How easily the young fall into that old trap!  This was the perfect set-up for a poetry-writing lesson. He quickly recanted, but it was too late. Ha!

Each student was asked to write 3 pairs of rhyming couplets on Jane Eyre. This "easy" lesson was, in fact, easy for some, but quite difficult for others.  I found that the students who struggle with clear prose write beautiful poetry, and the student with the best prose barely eked out the 6 lines. The Well-Coiffed-One stunned me with rhymed, unexpected, polysyllabic words which worked wonderfully. The students' work, read aloud, lead to a refresher lesson on assonance. There were quite a few assy-thingummys* in the work of the Usual Suspect, which made us wonder about the ease of rhyme...or not.

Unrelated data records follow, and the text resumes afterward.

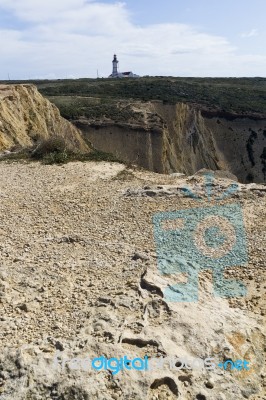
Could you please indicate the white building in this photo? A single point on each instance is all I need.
(117, 74)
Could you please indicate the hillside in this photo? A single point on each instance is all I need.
(26, 118)
(171, 125)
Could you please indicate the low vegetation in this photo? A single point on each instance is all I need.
(54, 150)
(98, 97)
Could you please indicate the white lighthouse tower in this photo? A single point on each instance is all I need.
(116, 74)
(115, 66)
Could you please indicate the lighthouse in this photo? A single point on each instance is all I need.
(115, 66)
(116, 74)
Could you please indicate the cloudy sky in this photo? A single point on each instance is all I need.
(75, 38)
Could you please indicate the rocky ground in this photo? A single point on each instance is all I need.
(79, 278)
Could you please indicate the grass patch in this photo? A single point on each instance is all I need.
(55, 151)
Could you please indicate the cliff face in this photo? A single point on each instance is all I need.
(184, 138)
(26, 116)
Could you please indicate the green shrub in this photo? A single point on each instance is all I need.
(53, 145)
(56, 158)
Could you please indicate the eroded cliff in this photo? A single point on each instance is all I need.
(183, 138)
(26, 117)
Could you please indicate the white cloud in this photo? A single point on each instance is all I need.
(77, 37)
(252, 33)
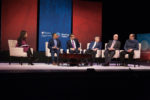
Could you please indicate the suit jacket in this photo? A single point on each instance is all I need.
(116, 46)
(69, 44)
(51, 43)
(98, 45)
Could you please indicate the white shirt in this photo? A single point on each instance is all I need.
(73, 43)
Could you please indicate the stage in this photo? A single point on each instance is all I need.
(41, 67)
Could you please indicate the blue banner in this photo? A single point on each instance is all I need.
(144, 39)
(55, 17)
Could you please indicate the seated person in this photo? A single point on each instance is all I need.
(23, 43)
(129, 47)
(110, 49)
(94, 46)
(54, 45)
(73, 45)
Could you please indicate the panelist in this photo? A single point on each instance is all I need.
(73, 45)
(54, 45)
(94, 46)
(21, 42)
(130, 45)
(110, 49)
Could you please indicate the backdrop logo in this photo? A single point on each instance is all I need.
(64, 35)
(46, 34)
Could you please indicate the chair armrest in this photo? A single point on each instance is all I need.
(117, 54)
(137, 54)
(84, 51)
(17, 52)
(98, 54)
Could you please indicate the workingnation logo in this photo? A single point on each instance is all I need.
(49, 34)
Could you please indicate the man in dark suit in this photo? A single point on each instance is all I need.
(129, 47)
(110, 49)
(94, 46)
(73, 45)
(54, 45)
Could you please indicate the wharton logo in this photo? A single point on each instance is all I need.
(64, 35)
(46, 34)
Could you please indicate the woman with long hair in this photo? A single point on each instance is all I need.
(22, 43)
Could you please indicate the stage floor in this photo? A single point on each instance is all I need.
(15, 67)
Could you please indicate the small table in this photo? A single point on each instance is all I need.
(75, 58)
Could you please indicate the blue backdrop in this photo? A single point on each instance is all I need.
(144, 39)
(55, 16)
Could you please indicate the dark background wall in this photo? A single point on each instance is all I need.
(87, 20)
(123, 17)
(19, 15)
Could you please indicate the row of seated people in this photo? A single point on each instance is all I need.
(73, 46)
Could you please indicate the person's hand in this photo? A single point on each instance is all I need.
(79, 49)
(130, 50)
(72, 49)
(95, 49)
(111, 49)
(54, 47)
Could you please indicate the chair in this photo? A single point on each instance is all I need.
(98, 53)
(47, 51)
(16, 51)
(116, 56)
(137, 55)
(80, 49)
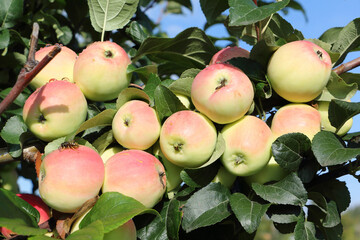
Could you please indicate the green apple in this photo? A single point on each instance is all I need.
(55, 110)
(296, 117)
(137, 174)
(136, 125)
(247, 146)
(61, 67)
(228, 53)
(298, 71)
(222, 92)
(188, 139)
(69, 177)
(271, 172)
(101, 71)
(323, 108)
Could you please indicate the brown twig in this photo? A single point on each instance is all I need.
(30, 69)
(345, 67)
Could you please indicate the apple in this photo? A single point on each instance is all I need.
(109, 152)
(101, 71)
(271, 172)
(38, 204)
(188, 139)
(173, 179)
(296, 117)
(69, 176)
(136, 125)
(323, 108)
(222, 92)
(228, 53)
(298, 71)
(137, 174)
(127, 231)
(224, 177)
(247, 146)
(55, 110)
(61, 67)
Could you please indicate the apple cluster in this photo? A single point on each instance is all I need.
(149, 155)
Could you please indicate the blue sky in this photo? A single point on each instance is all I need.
(322, 15)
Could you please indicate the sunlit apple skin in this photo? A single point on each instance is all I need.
(222, 92)
(271, 172)
(323, 108)
(137, 174)
(127, 231)
(55, 110)
(136, 125)
(247, 146)
(298, 71)
(173, 179)
(61, 67)
(187, 139)
(101, 71)
(38, 204)
(69, 177)
(296, 117)
(228, 53)
(224, 177)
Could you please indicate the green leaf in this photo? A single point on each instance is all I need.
(173, 219)
(349, 39)
(191, 48)
(18, 215)
(108, 15)
(341, 111)
(213, 8)
(94, 231)
(150, 87)
(136, 32)
(102, 119)
(131, 93)
(199, 177)
(4, 38)
(249, 213)
(304, 230)
(331, 216)
(12, 130)
(206, 207)
(245, 12)
(10, 12)
(114, 209)
(290, 149)
(337, 191)
(329, 151)
(166, 102)
(338, 88)
(289, 190)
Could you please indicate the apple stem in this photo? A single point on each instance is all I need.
(30, 69)
(345, 67)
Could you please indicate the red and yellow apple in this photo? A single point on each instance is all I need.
(100, 71)
(222, 92)
(298, 71)
(323, 108)
(60, 67)
(136, 125)
(69, 177)
(38, 204)
(187, 139)
(55, 110)
(247, 146)
(137, 174)
(296, 117)
(228, 53)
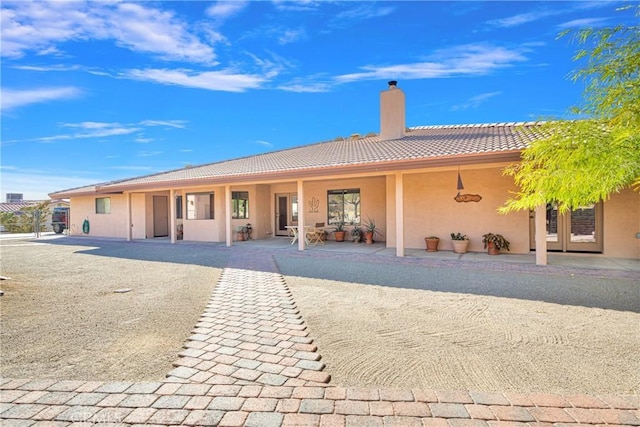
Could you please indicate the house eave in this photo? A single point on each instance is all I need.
(320, 172)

As in any class, talents vary. Discovering those talents is the first step in providing students with an opportunity to use and enhance them, and provides me with another means to enhance my skills in the gentle art of assessment.

* cf. The Voyage of the Dawn Treader, Edmund seems unfamiliar with assonance, calling it an "assy-thingummy."

Wednesday, January 14, 2015

Does Jane Err?

Our class discussion of Jane Eyre has been lively, but not as brutal to the heroine of the story as it was for poor Miss Manette in Tale of Two Cities. Jane, the Usual Suspect points out, does many stupid things (including a faint or two!), but he does not dislike her.

We are using the excellent Lost Tools of Writing along with our literature studies, which often requires that we consider the choices our characters make as an essay prompt. This is particularly effective, as there are always plenty of poor decisions made by the characters in any great novel. Jane Eyre is no exception, and, in fact, if you hear the students discuss it, she makes more mistakes than any character in the western canon. According to them, Jane does indeed err.

Part discussion, part exercise, finding flaw in a character's actions is entertaining fodder for discussion and argument. Students asked:

Should Jane have married Rochester? Should she have left Thornfield? Should she have walked far? Should she have knocked on a door and sought help (this particular moment of indecision nearly spoiled the novel for some students)? Should she have taken her jewels when she left? Should she have married St. John? 

Fortunately for Jane, the questions were not limited to her character. Students considered the actions of Rochester as well, from his decision in youth to marry Bertha, to his hiring a governess for Adele, to his care and keeping of a mad wife, and finally to his proposal and near bigamous marriage to Jane. Certainly, Jane is not alone in her errors.

Other interesting points for discussion were atmosphere, spirituality, Jane's odd art (what's up with that, really?), beauty, ugliness, clothing, and more. A favorite scene, students said, is Rochester's impersonation of the Gypsy fortune teller, which, as several pointed out, could have been left out of the story.  But, they realized through discussion, this scene provides the reader with the only real view of Jane from a perspective outside of herself. Was Rochester right to do this to Jane? If we consider that Bronte, through Rochester, does this for the sake of the reader, well, yes. And doesn't it give us some insight into Rochester's character, too? Is he just teasing her?

Like TTC, I suspect this is a novel which will stick with us through the rest of the year, prompting comparisons and inspiring deeper reading.